Basic calcium phosphate crystals induce matrix metalloproteinase-1 through the Ras/mitogen-activated protein kinase/c-Fos/AP-1/metalloproteinase 1 pathway. Involvement of transcription factor binding sites AP-1 and PEA-3.

Synovial fluid basic calcium phosphate (BCP) crystals are common in osteoarthritis and are associated with severe degenerative arthropathy. Besides stimulating synovial fibroblast-like cells to proliferate, BCP crystals are a potent inducer of human matrix metalloproteinases (hMMPs), which can speed up the articular joint tissue degeneration of osteoarthritis patients.
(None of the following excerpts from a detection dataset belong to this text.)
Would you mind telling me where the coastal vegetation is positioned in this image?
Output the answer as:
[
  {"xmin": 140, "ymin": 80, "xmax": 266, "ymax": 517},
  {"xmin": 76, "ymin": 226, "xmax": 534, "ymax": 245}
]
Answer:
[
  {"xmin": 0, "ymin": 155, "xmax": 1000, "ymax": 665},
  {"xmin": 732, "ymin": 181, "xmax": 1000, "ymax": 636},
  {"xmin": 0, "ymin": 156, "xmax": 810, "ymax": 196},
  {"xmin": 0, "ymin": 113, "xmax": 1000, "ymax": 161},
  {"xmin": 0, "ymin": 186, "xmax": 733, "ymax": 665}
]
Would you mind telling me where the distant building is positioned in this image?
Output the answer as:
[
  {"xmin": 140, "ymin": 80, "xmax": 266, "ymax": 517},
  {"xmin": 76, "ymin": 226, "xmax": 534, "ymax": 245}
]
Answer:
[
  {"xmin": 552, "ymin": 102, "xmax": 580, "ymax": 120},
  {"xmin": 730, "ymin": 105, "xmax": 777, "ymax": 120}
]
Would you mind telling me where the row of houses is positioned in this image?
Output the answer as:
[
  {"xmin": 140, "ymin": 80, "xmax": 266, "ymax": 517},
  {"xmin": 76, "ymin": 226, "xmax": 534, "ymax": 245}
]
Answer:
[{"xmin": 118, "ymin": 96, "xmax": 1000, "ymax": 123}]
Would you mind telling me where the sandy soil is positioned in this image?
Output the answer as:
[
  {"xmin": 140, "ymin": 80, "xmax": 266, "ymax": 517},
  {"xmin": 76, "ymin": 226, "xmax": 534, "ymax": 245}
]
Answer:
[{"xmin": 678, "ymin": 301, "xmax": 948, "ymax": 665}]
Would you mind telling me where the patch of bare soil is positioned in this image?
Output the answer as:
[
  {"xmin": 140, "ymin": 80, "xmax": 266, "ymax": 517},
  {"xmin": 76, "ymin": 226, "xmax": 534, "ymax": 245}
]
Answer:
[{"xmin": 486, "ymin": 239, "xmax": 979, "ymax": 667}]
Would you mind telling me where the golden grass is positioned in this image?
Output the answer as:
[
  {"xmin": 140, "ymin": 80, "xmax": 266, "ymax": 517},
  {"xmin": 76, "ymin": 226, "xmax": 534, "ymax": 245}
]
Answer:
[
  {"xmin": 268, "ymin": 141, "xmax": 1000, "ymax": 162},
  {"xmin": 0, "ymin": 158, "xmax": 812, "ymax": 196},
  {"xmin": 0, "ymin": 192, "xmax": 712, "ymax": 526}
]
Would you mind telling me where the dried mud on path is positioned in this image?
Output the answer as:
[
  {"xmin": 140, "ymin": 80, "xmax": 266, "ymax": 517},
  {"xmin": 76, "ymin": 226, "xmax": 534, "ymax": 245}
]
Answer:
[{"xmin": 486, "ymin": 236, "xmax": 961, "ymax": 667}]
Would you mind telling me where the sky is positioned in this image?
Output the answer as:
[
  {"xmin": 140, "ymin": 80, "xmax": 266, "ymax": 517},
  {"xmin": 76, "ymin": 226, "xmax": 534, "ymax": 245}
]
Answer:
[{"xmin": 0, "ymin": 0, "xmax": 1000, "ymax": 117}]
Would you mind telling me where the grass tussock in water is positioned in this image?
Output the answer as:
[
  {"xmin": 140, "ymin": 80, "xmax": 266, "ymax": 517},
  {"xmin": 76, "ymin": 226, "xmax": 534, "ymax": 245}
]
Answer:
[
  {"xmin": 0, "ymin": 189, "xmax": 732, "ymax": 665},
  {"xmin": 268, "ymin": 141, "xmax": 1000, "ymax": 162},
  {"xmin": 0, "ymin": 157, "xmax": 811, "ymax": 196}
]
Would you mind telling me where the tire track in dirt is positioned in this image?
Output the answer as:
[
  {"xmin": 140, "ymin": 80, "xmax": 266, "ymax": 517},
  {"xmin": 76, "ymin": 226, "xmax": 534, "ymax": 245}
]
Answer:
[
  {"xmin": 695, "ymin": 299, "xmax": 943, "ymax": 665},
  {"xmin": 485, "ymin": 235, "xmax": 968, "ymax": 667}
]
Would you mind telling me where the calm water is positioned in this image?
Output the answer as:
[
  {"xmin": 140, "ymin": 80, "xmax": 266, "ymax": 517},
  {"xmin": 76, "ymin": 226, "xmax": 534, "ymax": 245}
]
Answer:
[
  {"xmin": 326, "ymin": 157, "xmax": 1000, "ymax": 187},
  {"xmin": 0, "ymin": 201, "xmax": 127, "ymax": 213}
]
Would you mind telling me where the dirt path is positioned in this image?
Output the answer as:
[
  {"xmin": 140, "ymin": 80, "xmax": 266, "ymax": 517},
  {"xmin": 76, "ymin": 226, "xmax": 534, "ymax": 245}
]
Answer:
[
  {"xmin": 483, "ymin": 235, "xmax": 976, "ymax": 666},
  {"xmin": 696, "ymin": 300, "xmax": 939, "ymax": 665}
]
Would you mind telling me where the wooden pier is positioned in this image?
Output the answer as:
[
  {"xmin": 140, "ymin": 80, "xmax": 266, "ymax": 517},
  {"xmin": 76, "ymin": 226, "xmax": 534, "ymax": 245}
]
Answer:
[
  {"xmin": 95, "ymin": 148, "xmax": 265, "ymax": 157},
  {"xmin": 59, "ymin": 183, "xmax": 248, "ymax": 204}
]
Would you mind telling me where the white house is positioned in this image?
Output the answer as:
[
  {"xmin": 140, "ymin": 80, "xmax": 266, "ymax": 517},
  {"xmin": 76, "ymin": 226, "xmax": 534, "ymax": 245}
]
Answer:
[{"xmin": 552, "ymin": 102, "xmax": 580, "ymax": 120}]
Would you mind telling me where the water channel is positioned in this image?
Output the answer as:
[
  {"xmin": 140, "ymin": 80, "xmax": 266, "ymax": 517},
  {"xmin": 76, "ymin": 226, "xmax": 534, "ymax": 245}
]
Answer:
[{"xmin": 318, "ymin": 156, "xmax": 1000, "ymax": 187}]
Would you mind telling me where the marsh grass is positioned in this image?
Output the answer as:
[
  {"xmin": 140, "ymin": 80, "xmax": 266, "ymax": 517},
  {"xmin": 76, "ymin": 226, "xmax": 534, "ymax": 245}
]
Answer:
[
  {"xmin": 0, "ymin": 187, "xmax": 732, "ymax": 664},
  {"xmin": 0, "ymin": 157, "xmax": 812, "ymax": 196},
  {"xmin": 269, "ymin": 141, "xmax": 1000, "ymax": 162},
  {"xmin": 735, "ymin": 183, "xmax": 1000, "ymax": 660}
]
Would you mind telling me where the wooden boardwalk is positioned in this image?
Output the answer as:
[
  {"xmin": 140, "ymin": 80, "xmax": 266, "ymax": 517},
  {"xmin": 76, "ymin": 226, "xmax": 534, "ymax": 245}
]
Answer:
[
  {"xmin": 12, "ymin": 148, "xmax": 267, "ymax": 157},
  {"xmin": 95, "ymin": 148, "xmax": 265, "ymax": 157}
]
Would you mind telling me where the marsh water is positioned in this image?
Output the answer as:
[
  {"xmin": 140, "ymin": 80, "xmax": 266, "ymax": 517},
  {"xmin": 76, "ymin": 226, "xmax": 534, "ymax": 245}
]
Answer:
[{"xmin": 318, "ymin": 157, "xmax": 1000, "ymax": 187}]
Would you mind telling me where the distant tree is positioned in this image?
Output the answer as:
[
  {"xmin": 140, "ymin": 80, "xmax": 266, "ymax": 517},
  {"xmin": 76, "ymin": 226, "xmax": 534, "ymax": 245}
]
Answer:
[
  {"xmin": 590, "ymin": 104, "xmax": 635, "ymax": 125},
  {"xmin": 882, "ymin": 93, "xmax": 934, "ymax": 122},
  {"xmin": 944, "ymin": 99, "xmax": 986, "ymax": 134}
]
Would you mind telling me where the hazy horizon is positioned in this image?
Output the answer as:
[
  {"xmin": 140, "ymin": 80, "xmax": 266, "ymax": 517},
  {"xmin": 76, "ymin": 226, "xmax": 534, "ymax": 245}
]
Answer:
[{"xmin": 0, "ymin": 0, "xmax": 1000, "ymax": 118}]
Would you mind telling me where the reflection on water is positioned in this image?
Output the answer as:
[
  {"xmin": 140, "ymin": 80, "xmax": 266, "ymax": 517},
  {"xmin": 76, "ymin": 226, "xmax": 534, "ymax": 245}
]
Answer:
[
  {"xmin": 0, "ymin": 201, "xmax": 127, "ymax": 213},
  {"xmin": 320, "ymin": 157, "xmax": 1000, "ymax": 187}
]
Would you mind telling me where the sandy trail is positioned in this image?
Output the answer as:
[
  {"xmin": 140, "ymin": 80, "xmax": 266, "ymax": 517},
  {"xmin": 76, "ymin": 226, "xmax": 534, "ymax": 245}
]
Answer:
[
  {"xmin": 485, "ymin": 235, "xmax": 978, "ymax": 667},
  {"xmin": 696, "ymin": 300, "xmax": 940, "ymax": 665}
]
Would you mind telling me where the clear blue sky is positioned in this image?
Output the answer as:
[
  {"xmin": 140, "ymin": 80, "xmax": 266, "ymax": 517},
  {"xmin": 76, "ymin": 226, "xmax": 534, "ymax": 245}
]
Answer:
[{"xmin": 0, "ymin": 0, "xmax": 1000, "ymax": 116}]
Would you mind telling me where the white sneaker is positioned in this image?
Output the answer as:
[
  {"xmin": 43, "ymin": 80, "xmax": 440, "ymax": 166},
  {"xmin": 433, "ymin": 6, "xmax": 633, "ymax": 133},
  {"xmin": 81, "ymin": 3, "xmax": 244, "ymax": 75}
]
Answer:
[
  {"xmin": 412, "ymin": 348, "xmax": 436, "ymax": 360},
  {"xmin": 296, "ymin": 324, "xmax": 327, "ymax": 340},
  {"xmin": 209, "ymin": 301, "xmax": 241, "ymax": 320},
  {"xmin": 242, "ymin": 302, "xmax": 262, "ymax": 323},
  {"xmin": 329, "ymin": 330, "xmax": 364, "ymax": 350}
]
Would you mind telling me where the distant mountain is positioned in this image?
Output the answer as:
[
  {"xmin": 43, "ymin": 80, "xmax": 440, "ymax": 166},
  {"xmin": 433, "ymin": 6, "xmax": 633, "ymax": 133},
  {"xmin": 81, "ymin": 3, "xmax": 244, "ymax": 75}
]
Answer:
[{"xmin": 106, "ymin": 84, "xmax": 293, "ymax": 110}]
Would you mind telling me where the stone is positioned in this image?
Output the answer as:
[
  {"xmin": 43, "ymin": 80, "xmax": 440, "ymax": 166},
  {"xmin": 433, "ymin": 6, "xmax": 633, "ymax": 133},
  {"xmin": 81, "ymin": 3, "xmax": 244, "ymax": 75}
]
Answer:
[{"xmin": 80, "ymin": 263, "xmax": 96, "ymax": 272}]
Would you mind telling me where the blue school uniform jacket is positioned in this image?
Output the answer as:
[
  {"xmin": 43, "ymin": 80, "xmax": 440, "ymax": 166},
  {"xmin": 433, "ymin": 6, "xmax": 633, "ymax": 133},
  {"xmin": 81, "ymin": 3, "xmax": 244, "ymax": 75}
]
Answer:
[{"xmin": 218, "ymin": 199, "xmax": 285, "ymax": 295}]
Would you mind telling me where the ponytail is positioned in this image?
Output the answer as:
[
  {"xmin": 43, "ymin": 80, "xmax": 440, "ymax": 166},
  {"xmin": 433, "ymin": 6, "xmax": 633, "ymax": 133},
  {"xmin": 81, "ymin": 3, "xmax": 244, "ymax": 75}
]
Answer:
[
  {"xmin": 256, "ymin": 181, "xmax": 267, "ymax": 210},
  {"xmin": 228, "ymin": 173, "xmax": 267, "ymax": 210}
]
Here, we report that transfections with hMMP1 luciferase reporter plasmids in fibroblast-like synoviocytes revealed that the induction of hMMP1 promoter by BCP crystals was mainly mediated through the -72AP-1 element. Elimination of the -72AP-1 element either by mutation or deletion abolished the induction of hMMP1 promoter activity by BCP crystals almost completely. Interestingly, a mutation at the -88PEA-3 site also abolished the induction of hMMP1 promoter. Further mutation at the -181AP-1 site resumed the induction, indicating that the -181AP-1 element had an effect opposite to the -72AP-1 element. The effect of -181AP-1 could be inactivated either by a mutation at this -181AP-1 site or by the -88PEA-3 element. In addition, dominant negative Ras, Raf, and MEK1/2 could block the induction of hMMP1, and a MEK1/2-specific inhibitor (UO126) could block the induction of hMMP1 and c-Fos by BCP crystals. Taken together, these data indicate that multiple elements, including at least AP-1 and PEA-3, are involved in the induction of hMMP1 gene expression by BCP crystals and that the induction follows the Ras/MAPK/c-Fos/AP-1/MMP1 signaling pathway.